Take page speed, for example. We often talk about how important page speed is for SEO and UX, focusing on the technical aspects of what slows websites down and the data on how fast a site needs to be to increase conversions.

But the real issue with page speed is that slow websites raise suspicions and erode user trust. The user may not be consciously judging your site but page speed is closely correlated with bounce rate is because it instantly inspires a positive or negative perception of your website. When a website is slow, it’s a cue for the user to think things like:

  • This is a bad sign.
  • This can’t be a reputable business. I’d better be on high alert to ensure I’m not getting cheated.
  • It’s going to take a long time for me to get what I want.
  • I’m frustrated.
  • If it’s this difficult to buy x product, I don’t want to even bother.

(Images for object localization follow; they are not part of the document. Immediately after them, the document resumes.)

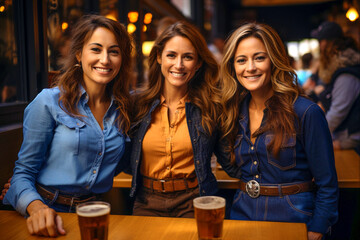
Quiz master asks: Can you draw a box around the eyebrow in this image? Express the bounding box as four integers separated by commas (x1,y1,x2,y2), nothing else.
235,51,267,59
88,43,120,48
164,50,196,55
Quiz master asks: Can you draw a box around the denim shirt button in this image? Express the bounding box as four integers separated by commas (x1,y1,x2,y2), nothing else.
250,146,254,151
196,160,200,165
255,175,259,178
254,161,257,165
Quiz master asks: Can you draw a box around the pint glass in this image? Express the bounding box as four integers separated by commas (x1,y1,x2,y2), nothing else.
193,196,226,240
76,201,111,240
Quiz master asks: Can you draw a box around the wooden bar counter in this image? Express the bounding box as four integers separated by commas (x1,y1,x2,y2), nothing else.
114,149,360,189
333,149,360,188
0,210,307,240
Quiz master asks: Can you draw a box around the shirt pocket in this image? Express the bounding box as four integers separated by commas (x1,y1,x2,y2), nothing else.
57,115,85,155
265,134,296,170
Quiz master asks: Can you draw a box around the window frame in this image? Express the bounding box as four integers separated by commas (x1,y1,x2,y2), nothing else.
0,0,48,128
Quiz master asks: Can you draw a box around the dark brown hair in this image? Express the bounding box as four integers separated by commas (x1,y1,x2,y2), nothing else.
133,21,220,135
54,15,133,134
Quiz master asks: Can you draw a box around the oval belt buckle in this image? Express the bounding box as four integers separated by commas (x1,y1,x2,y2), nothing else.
246,180,260,198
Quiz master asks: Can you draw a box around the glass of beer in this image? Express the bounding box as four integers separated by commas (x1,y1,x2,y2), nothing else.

You can transfer this same experience onto virtually every other aspect of user experience. An onerous checkout process, confusing navigation, and poor product images will inspire a negative perception, while fast load time, a streamlined checkout, and clear navigation will inspire a positive one.

Traditional SEO Initiatives Matter for UX, Too

It’s not only that good design and proper web development are important for SEO. Traditional SEO initiatives also enhance user experience, even if their relationship to UX is less apparent than that of the design elements.

For example, keyword research and content writing are not only important so that Google knows what your site is about. They’re also important because they help your user understand and navigate your site. This is why “keyword stuffing,” once hailed as the ultimate SEO hack, will now earn you a penalty. Genuinely good and useful content is a positive user experience, whereas meaningless words repeated on a page is a bad one. The same goes for backlinks. Building a link profile important for UX because it builds trust with customers who come across those backlinks.

Take User Experience Into Account When Setting Marketing Goals and Budget

“Data-driven” is one of the most important buzzwords in digital marketing and make no mistake: data should be at the heart of everything you do. But it’s important to remember that there are users behind that data and that, actually, the customer’s experience is the the story behind the data.

The data tells you customers come back and repurchase items after you send out a certain email flow. The story is that you successfully connected with them, incentivized them, and made it easy for them to find and repurchase what they wanted. The data tells you that a PPC campaign has a high click-through rate but low conversions. The story could be that you aren’t targeting the right group of users and thus aren’t giving them what they’re looking for, or that your landing page experience isn’t good enough.

Commiting to user experience will improve your SEO return on investment across the board. Your site will rank better organically, your PPC ads will perform better, and your email marketing campaigns will drive more revenue. It will help you turn the leads you capture into customers and the customers you convert into regulars.

So what should your marketing priorities be? Anything that you can commit to making useful and beautiful for your users. Of course website design and development are important to this, but consider how other initiatives like email marketing, PPC, and social media optimization contribute to users’ overall engagement with your brand. You should always be returning to the question of how what you’re doing will improve your customer’s user experience.